A central component of my CHI project is working with historical data. The creation of a database from historical documents is a long and tedious process, so I have decided to use one already available online. A group of economic historians published the African Commodity Trade Database (ACTD) by working with the Rural Environment History Group at Wageningen University. One of their datasets includes more than nine thousand commodities exported from Africa from the early nineteenth century to World War II. I plan to build from their work by transforming some of their data into visualizations on a website. This process includes several decisions that will shape my final visualizations and the historical contextualization I will contribute to explaining them. I’ve described part of that process below by highlighting some of the decisions I’ve made in selecting which data to use.

The dataset, published as an excel spreadsheet, contains the nine thousand entries, summaries, analysis, and associated metadata. My interest in the dataset is the primary data, the nine thousand entries contained in one sheet that includes annual trade information for different commodities exported from African colonies. Not every entry, however, contains complete information about the cost or quantity of the commodity, for example. These omissions illustrate a challenge with creating a database from historical documents that are rarely consistent over long periods of time. Nonetheless, the database contains enough consistency whereby the publishers converted several different currencies into British pounds. They have also standardized non-metric units of quantity into kilograms, where possible.
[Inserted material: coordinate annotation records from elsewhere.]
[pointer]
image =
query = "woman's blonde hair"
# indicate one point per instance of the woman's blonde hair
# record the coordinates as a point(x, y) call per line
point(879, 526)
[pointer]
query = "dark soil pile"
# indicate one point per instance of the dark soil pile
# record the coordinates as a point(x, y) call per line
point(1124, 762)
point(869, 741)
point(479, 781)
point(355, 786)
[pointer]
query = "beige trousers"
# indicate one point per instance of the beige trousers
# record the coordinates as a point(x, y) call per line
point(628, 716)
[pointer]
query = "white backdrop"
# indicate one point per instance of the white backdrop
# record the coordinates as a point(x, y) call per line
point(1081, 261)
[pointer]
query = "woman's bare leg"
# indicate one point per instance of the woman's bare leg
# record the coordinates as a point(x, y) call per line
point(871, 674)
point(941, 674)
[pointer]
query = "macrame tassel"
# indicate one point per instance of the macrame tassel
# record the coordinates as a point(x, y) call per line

The cost information is important to economic historians who measure the imbalance of trade as expressed in monetary terms between Europe and Africa. I have instead decided to focus on quantity information to understand how much of a commodity was exported from Africa or from a specific colony over time. The three main commodities that interest me (i.e. animal hides, peanuts, and kola) include metric measurements of quantity, so I decided to standardize my visualizations by only using observations with metric conversions. For the 1,030 observations related to animal hides, for example, 774 of them (75%) have quantities in kilograms. This decision will help me to create better visualizations that illustrate how the export amounts changed over time. However, my exclusion of non-converted quantities does exclude specific regions. A majority of the animal hide observations for the Cape of Good Hope (99%) and all of those for Somalia do not include the metric conversion.

My CHI project will include a discussion of the limitations of working with the ACTD and with historical databases more generally. One clear limitation from the above example is the difficulty in standardizing measurable quantities across different regions, export practices, and documentary regimes. Although necessary for creating easy-to-read data visualizations, this process necessarily privileges some of the available information while excluding others.